Lorsque les êtres et les choses sont classées en catégories, il existe alors le bien et le mal, le bon et le mauvais, ce qui est aimé et ce qui est détesté.
S’il vous plaît, ne considérez pas la connaissance comme une chose à développer ou à maintenir.
Connaître nos obstacles par les outils de la connaissance devrait nous faire revenir intimement à notre vraie et indestructible nature de Bouddha.
De même qu’il ne faut pas rechercher la connaissance, ne recherchez pas la sagesse.
Tout ce que votre esprit recherche et crée est artificiel.
La sagesse naît de la connaissance et de la connaissance naît l’ignorance.
Cependant, sachez que la nature de l’ignorance a toujours été là.
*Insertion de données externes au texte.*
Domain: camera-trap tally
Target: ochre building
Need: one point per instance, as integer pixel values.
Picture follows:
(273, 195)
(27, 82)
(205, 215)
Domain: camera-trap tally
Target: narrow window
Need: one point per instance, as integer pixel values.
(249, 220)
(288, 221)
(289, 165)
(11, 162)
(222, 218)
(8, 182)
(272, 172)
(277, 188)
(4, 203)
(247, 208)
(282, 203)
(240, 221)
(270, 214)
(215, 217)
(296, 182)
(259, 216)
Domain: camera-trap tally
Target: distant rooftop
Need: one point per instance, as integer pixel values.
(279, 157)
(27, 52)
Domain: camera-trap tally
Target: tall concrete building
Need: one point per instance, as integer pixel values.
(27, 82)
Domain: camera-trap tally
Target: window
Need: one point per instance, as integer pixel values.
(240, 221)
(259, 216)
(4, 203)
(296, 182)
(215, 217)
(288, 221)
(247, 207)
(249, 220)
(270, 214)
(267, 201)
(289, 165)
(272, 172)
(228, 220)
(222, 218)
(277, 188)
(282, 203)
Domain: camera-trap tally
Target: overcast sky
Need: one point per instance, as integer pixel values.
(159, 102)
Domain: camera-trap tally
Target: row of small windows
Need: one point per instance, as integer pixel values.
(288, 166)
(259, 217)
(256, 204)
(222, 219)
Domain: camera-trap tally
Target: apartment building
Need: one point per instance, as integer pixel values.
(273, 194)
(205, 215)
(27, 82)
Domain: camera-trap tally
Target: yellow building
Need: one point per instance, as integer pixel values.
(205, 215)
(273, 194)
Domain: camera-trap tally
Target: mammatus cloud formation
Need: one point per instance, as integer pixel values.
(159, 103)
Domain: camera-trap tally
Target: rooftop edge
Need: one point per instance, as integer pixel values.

Recouverte par les nombreuses illusions, elle est toujours là comme une perle brillante cachée dans la grotte du démon de la montagne noire.
Tout vient de l’ignorance, y compris la connaissance.
Ne soyez pas attachés à la connaissance mais utilisez-la pour éclairer l’obscurité de votre esprit confus.
Il en est de même pour la connaissance et la beauté : poser les yeux sur la beauté c’est les poser sur la mort.
Impermanentes sont connaissances et beautés.